World

Probe into Nigerian sect leader's death demanded

An investigation should be conducted into the death of the leader of a Nigerian Islamist sect, an international human rights group demanded on Friday.

An investigation should be conducted into the death of the leader of a Nigerian Islamist sect, an international human rights group demanded on Friday.

New York-based Human Rights Watch called for the investigation, saying reports that Mohammed Yusuf was shot and killed hours after his arrest were "extremely worrying."

"The Nigerian authorities must act immediately to investigate and hold to account all those responsible for this unlawful killing and any others associated with the recent violence in northern Nigeria," said Corinne Dufka, the group's senior West Africa researcher.

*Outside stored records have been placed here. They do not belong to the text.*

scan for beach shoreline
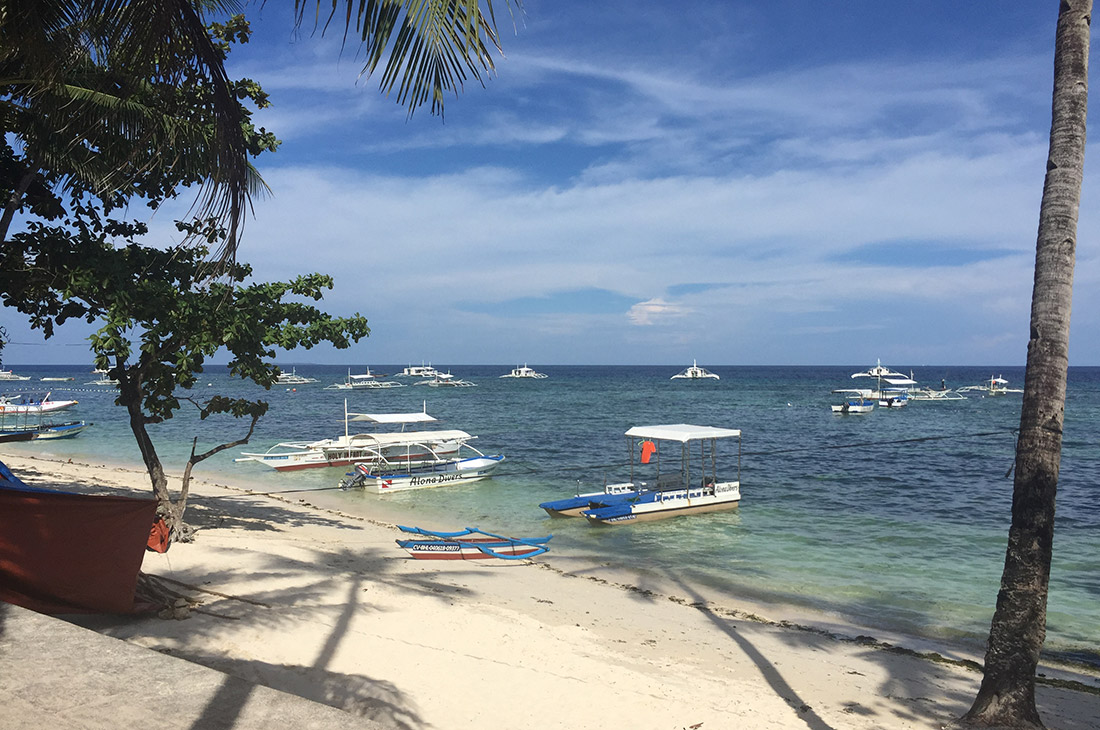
[0,454,1100,730]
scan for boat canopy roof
[348,411,436,423]
[354,430,475,446]
[626,423,741,443]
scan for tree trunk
[119,374,184,533]
[956,0,1092,728]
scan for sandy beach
[0,454,1100,730]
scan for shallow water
[0,363,1100,662]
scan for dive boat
[879,388,909,408]
[958,375,1023,396]
[501,363,548,379]
[34,421,91,441]
[0,392,77,413]
[340,444,504,495]
[851,360,916,406]
[325,367,405,390]
[539,423,741,524]
[397,363,439,378]
[0,399,91,441]
[397,524,553,561]
[669,360,722,380]
[233,400,464,472]
[413,373,477,388]
[275,367,317,385]
[909,387,967,401]
[829,388,878,413]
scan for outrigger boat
[397,524,553,561]
[829,388,877,413]
[539,423,741,524]
[959,375,1023,396]
[851,360,916,400]
[501,363,549,379]
[413,373,477,388]
[0,392,77,413]
[233,400,464,472]
[879,388,909,408]
[325,367,405,390]
[275,367,318,385]
[669,360,722,380]
[0,412,91,441]
[340,450,504,495]
[396,363,439,378]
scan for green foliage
[0,211,370,422]
[0,0,278,252]
[294,0,523,117]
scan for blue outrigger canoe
[397,524,553,561]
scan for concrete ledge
[0,602,383,730]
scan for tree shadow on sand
[552,555,1100,730]
[70,540,495,730]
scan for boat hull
[353,455,504,495]
[239,443,460,472]
[539,483,645,518]
[397,538,546,561]
[0,400,77,413]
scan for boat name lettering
[409,474,463,487]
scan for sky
[0,0,1100,369]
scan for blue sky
[2,0,1100,366]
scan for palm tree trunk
[958,0,1092,728]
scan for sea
[0,363,1100,666]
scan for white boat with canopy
[851,360,916,408]
[413,373,477,388]
[829,388,878,413]
[501,363,549,379]
[325,367,405,390]
[0,391,77,414]
[669,360,722,380]
[958,375,1023,396]
[234,400,464,472]
[539,423,741,524]
[340,450,504,495]
[396,363,439,378]
[275,367,318,385]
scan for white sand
[0,455,1100,730]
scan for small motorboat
[829,388,878,413]
[501,363,549,379]
[669,360,722,380]
[0,392,77,413]
[539,423,741,524]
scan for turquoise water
[0,363,1100,663]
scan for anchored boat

Nigeria's national police claimed victory Friday over Boko Haram, the group blamed for five days of violence in northern Nigeria that has claimed about 150, on Friday.

Yusuf, 39, was the leader of the group and was arrested Thursday night after a manhunt for members of the sect.

There have been conflicting reports from police regarding whether Yusuf died while in custody or during a shootout while he was trying to escape.

Human Rights Watch has documented allegations of previous extra-judicial executions by Nigeria's police and security forces.

Boko Haram fighters have attacked police stations, churches, prisons and government buildings in a wave of violence that began Sunday in Borno state and quickly spread to three other states in mainly Muslim northern Nigeria.

"This group operates under a charismatic leader. They will no more have any inspiration," national police spokesman Emmanuel Ojukwu told The Associated Press. "The leader who they thought was invincible and immortal has now been proved otherwise."

Calm sets in for now

Witnesses said most of the northern city of Maidugiri was calm on Friday morning, but analysts said that it was unclear if that condition would hold.

Nnamdi K. Obasi, a Nigerian analyst with the International Crisis Group, said he seemed to have several hundred core followers in the capitals of 12 northern states and a few thousand supporters in each urban centre.

Yusuf's followers believe the greatest honour is to die fighting for their cause, Obasi said.

Yusuf's death could bring an end to violence in northern Nigeria or inspire revenge attacks, according to experts.

Boko Haram means "Western education is sin" in the local Hausa dialect. The militants, armed with homemade hunting rifles, bows and arrows and scimitars, are seeking to impose Taliban-style rule — based on strict interpretations of Islamic law — in Nigeria.